COMUNICAZIONE DELLA COMMISSIONE AL CONSIGLIO

Strategia comunitaria sulle diossine 2001/C322/02


Sembra che le caratteristiche tossiche delle sostanze (PCDD/F) siano state sottovalutate: recenti dati epidemiologici, tossicologici e sui meccanismi biochimici, riferiti agli effetti sullo sviluppo cerebrale, sulla riproduzione e sul sistema endocrino hanno dimostrato che gli effetti delle diossine e di alcuni PCB sulla salute umana sono molto più gravi di quanto precedentemente supposto, anche a dosi estremamente ridotte.”


La dose giornaliera tollerabile è fissata a: 2 pg/kg peso corporeo”


“I valori medi di diossine assunti giornalmente con la dieta, nell’Unione Europea, sono compresi tra:


1,2 e 3 pg/kg di peso corporeo.”


In una parte considerevole della popolazione europea l’esposizione a diossine e a PCB diossino-simili supera la dose tollerabile settimanale.”
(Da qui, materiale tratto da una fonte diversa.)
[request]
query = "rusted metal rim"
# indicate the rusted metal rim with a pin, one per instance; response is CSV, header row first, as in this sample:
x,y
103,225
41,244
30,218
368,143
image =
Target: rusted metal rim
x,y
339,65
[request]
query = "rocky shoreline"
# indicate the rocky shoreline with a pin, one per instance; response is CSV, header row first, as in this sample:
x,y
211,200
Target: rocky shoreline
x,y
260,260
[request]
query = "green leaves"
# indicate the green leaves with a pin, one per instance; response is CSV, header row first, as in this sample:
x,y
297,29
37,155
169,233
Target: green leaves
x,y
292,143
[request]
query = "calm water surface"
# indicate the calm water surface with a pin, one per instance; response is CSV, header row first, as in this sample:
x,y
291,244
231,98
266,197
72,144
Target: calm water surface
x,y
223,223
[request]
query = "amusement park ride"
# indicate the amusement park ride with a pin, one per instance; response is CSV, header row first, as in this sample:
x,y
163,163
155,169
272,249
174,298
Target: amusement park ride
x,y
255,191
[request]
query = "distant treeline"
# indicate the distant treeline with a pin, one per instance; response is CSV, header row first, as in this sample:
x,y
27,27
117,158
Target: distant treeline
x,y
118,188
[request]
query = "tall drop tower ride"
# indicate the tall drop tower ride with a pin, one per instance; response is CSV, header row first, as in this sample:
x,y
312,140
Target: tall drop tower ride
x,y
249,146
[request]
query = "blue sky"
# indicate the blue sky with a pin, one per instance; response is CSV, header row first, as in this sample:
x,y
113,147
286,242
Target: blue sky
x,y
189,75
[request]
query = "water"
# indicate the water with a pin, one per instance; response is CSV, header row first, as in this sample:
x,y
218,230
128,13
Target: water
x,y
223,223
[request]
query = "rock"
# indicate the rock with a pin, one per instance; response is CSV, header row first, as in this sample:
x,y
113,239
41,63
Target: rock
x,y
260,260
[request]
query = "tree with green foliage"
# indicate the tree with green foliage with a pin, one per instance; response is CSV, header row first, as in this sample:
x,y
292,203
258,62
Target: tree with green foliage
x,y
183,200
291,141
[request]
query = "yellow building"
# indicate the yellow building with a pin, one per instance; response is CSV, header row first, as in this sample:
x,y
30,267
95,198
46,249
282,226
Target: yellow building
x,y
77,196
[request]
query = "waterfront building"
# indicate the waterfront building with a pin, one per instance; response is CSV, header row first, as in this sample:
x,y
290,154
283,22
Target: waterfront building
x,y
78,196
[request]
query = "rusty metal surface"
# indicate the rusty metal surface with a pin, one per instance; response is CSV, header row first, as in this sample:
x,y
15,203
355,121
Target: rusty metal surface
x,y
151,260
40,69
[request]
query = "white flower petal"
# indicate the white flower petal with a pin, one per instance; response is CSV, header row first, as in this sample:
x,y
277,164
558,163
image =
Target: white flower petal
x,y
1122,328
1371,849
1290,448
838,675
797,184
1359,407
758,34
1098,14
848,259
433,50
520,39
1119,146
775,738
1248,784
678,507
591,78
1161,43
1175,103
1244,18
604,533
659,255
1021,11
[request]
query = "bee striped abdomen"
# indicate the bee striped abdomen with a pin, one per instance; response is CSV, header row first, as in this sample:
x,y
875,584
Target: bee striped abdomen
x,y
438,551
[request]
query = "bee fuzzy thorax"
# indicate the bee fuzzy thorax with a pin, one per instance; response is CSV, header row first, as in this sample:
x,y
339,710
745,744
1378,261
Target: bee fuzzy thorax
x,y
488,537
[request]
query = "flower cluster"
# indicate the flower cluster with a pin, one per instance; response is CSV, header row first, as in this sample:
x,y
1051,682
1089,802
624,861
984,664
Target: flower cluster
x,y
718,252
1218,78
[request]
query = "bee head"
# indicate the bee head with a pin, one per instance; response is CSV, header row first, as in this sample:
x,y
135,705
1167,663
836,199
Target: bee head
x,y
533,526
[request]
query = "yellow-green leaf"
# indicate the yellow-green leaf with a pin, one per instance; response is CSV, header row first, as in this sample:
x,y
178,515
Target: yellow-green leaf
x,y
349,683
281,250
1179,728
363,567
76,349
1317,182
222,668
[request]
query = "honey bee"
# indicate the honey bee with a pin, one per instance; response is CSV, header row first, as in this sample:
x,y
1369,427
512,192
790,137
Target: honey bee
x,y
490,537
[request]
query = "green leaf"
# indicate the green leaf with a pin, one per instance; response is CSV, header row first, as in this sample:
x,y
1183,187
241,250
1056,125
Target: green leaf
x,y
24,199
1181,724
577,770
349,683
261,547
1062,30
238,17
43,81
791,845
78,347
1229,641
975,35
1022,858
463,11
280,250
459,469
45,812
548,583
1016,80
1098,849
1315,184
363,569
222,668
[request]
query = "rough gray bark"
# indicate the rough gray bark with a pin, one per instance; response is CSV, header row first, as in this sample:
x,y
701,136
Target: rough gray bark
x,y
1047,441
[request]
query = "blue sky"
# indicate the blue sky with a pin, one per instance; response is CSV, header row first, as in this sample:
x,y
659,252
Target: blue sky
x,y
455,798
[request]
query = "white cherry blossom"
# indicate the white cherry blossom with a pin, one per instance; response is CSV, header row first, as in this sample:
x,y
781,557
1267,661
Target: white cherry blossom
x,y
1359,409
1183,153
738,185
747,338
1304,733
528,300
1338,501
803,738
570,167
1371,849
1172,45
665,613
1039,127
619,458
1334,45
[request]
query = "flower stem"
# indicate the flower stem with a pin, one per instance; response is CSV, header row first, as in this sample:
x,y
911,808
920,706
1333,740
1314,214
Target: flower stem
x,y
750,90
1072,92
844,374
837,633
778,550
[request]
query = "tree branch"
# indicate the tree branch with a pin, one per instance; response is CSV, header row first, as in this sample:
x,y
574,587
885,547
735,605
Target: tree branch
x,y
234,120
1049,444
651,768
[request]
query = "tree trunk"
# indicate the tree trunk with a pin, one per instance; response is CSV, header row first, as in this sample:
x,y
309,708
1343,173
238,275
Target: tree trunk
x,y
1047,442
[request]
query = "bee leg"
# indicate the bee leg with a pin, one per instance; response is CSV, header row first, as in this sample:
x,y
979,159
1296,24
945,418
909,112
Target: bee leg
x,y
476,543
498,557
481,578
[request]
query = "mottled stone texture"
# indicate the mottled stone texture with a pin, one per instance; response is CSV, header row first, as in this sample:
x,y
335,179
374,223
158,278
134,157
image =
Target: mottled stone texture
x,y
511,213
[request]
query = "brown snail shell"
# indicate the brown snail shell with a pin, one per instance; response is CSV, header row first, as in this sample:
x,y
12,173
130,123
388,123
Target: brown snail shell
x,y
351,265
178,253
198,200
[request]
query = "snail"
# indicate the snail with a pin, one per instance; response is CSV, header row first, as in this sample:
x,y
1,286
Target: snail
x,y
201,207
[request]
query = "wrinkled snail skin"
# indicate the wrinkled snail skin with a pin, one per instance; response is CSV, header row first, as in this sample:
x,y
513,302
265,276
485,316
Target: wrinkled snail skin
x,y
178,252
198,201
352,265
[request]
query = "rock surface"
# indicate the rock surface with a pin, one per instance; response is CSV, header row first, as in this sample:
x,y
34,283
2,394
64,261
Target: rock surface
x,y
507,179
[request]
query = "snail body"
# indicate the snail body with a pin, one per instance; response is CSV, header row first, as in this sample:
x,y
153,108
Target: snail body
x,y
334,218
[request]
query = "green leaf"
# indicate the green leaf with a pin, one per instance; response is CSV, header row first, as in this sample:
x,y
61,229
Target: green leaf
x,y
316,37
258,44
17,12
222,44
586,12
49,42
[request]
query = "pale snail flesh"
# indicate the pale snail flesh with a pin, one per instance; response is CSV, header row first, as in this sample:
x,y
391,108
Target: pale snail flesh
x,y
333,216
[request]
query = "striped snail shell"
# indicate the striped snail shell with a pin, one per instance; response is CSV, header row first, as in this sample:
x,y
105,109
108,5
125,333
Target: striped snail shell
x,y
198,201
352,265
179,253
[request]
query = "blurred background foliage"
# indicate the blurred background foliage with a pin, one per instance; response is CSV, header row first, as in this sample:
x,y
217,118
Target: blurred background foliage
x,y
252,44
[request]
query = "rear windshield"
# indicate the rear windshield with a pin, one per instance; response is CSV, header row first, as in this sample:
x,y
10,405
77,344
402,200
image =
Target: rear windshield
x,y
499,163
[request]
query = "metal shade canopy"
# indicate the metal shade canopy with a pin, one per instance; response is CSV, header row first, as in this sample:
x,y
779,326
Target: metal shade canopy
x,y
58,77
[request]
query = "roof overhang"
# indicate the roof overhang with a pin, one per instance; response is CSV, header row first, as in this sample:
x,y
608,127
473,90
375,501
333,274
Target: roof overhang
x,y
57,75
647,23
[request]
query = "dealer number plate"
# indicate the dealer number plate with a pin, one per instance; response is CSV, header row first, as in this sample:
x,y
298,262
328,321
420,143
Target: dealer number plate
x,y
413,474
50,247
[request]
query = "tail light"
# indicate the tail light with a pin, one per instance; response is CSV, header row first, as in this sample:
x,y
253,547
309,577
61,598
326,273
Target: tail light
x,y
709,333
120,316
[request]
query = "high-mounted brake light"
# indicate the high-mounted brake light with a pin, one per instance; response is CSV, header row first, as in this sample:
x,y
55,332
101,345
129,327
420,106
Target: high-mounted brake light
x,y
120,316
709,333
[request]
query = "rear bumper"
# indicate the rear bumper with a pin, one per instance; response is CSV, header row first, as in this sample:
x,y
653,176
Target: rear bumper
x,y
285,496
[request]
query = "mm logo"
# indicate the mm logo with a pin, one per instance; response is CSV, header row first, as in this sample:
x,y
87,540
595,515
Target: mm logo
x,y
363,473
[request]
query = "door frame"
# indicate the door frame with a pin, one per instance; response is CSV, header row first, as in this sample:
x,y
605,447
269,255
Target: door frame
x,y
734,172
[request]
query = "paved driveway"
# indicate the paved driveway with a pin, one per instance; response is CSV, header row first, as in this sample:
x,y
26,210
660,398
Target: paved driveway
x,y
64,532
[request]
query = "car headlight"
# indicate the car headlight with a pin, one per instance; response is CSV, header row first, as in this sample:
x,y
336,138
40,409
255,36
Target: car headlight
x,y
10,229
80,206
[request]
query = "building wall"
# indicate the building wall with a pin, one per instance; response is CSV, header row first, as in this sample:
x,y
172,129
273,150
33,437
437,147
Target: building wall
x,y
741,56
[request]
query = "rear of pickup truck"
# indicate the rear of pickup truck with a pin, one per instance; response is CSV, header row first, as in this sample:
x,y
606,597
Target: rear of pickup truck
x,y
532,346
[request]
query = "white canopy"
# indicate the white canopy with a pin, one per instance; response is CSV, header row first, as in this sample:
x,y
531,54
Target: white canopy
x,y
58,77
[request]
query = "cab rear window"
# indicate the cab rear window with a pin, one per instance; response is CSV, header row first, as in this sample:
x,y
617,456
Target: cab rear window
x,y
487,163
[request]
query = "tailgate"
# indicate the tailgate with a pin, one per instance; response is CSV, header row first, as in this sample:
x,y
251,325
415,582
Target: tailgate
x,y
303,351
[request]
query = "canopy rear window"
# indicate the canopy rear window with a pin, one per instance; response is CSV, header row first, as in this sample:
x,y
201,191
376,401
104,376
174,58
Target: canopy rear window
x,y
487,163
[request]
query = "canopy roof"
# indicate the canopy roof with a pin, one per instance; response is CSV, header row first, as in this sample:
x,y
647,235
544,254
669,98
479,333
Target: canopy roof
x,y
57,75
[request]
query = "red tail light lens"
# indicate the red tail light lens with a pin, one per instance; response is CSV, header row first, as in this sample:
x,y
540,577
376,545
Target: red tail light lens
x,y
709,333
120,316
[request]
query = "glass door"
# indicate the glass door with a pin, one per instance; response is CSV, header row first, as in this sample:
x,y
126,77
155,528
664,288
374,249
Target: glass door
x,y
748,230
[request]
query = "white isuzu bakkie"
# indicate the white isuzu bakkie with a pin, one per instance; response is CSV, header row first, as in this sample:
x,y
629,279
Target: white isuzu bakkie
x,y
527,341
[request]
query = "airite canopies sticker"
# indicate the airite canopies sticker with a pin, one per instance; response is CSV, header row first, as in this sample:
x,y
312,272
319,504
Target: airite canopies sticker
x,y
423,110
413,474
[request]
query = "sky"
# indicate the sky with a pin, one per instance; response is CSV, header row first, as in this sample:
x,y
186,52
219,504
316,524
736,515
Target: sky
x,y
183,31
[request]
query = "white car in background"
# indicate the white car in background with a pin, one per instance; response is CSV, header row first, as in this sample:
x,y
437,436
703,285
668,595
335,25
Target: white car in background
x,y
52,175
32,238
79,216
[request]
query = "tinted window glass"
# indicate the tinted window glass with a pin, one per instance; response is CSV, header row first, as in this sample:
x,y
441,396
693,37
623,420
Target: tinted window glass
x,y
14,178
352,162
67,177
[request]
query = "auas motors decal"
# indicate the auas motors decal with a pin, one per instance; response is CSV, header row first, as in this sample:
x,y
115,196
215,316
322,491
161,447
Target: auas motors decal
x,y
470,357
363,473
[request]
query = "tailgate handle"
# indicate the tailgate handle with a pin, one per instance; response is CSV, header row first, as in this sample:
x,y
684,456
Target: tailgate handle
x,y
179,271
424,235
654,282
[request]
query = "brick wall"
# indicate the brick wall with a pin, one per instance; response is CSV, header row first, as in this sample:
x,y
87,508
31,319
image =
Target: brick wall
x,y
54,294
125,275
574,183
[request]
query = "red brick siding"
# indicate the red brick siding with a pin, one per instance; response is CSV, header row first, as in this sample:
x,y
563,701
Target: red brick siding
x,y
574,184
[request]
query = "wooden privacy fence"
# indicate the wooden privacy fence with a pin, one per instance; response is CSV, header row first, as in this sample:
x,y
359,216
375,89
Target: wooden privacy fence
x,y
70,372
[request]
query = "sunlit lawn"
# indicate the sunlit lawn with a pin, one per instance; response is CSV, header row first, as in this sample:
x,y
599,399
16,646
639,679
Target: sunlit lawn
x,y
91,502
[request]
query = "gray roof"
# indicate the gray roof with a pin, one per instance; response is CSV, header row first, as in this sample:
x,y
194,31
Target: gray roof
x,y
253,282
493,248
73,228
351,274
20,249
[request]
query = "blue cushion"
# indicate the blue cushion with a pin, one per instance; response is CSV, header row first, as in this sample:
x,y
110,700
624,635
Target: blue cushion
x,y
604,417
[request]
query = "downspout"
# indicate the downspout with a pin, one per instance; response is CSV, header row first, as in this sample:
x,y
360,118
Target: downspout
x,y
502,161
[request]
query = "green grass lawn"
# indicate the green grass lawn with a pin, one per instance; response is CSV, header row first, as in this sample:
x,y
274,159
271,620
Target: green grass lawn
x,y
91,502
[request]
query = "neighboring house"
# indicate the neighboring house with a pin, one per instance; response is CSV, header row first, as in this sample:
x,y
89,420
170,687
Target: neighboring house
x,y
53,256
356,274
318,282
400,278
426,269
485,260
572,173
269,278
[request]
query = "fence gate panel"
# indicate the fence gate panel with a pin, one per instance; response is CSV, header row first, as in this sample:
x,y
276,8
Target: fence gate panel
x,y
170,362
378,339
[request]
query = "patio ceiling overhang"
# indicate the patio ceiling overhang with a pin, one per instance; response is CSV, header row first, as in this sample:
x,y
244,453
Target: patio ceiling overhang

Direttiva 2000/76/CE sull’incenerimento dei rifiuti.


  • Misure più restrittive dovrebbero ora essere adottate per la prevenzione e la riduzione dell’ inquinamento atmosferico provocato dagli impianti di incenerimento di rifiuti urbani e le direttive attuali (89/369/CEE) dovrebbero pertanto essere abrogate.


  • I valori limite stabiliti dovrebbero prevenire o limitare, per quanto praticabile, gli effetti dannosi per l’ ambiente e i relativi rischi per la salute umana.




Conclusioni


Se l’esposizione a diossine presenta i problemi segnalati e può essere un reale problema per la nostra salute anche a dosi molto basse, quale senso ha per l’Italia, imbarcarsi in quest’avventura?

Non ha insegnato nulla il disastro economico ed ambientale e forse anche quello sanitario della Francia e del Giappone che hanno dovuto spegnere o ammodernare centinaia d’impianti d’incenerimento incapaci di rispettare limiti di emissione più restrittivi?

Non è una fortuna per il nostro paese non avere privilegiato l’incenerimento per gestire i propri rifiuti e non aver quindi vincoli occupazionali ed economici per intraprendere nuove ed innovative vie per risolvere alla radice il problema rifiuti?

La realizzazione in Italia di un centinaio di nuovi inceneritori, anche se meno inquinanti di quelli che erano “gioielli della tecnica” solo pochi anni or sono, inevitabilmente, aumenterebbe la quantità di diossine prodotte dal nostro paese e la dose giornaliera di diossine assunte dalla nostra gente attraverso gli alimenti.

Che senso ha aggiungere questo ulteriore rischio, quando non siamo assolutamente obbligati ad incenerire i nostri cosidetti rifiuti?

Un modo per evitare di fare quest’errore è anche quello di diffondere al maggior numero possibile di persone queste riflessioni, prima che, con la costruzione dei termovalorizzatori e la sottoscrizione dei contratti ventennali per la loro fornitura di rifiuti, non sarà più possibile tornare indietro.